Vaccine-induced thrombocytopenia and thrombosis (VITT) is a condition, which causes severe blood clots and low platelets. These conditions are deadly and rarely seen together.
Nine weeks after the vaccine’s rushed rollout, in January 2021, Pavord encountered her first VITT case: a young man with deep vein thrombosis and low platelets.
She discovered through national consultations that other doctors had seen similar cases. Tests revealed these patients had developed an antibody more commonly linked to a severe reaction to heparin, a blood thinner.
The common factor?
They had all received the AstraZeneca jab.
The risk was disproportionately high for younger people, with VITT affecting one in 10,000 vaccine recipients in their 20s.
Initially, VITT killed three out of four patients.
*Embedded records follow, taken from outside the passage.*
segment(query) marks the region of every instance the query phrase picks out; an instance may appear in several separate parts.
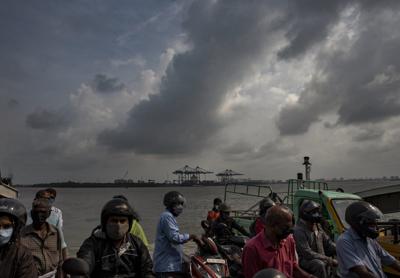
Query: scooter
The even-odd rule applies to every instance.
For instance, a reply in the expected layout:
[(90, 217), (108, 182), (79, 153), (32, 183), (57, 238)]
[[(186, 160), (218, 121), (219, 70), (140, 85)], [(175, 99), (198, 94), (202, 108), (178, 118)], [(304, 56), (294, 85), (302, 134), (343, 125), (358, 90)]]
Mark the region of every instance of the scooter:
[[(221, 224), (224, 225), (224, 224)], [(211, 236), (211, 226), (206, 220), (201, 222), (201, 226), (205, 231), (206, 235)], [(228, 263), (230, 277), (243, 277), (242, 273), (242, 249), (246, 243), (246, 237), (232, 236), (227, 244), (218, 244), (218, 253)]]
[(230, 277), (227, 261), (218, 251), (215, 242), (206, 236), (203, 244), (197, 243), (197, 252), (190, 257), (190, 276), (195, 278)]

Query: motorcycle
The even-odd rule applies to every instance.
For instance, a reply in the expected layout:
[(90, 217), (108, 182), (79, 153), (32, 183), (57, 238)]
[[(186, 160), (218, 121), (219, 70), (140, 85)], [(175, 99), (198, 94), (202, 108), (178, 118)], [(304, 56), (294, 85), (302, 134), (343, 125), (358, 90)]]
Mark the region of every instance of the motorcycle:
[[(224, 225), (224, 224), (220, 224)], [(206, 220), (201, 222), (205, 235), (212, 236), (210, 223)], [(242, 250), (247, 237), (231, 236), (229, 241), (220, 244), (215, 243), (218, 253), (228, 263), (230, 277), (243, 277), (242, 273)]]
[(227, 261), (218, 251), (215, 242), (206, 236), (203, 244), (197, 243), (197, 252), (190, 257), (190, 276), (195, 278), (230, 277)]

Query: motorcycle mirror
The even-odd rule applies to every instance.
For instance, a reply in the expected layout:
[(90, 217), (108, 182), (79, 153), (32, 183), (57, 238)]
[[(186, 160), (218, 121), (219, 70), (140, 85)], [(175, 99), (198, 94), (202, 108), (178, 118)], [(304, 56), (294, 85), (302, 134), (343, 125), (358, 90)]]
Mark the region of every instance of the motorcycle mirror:
[(62, 264), (62, 269), (71, 278), (89, 277), (89, 265), (80, 258), (68, 258)]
Pavord and her colleagues worked to create diagnostic protocols and treatment plans, reducing the fatality rate to 22%. Yet, even at this lower rate, roughly one in five patients died.
“It was scary,” she admitted, recalling young victims whose organs were “peppered with clots.”
AstraZeneca ultimately withdrew the vaccine in 2023, citing commercial reasons, but not until more than three billion doses had been distributed.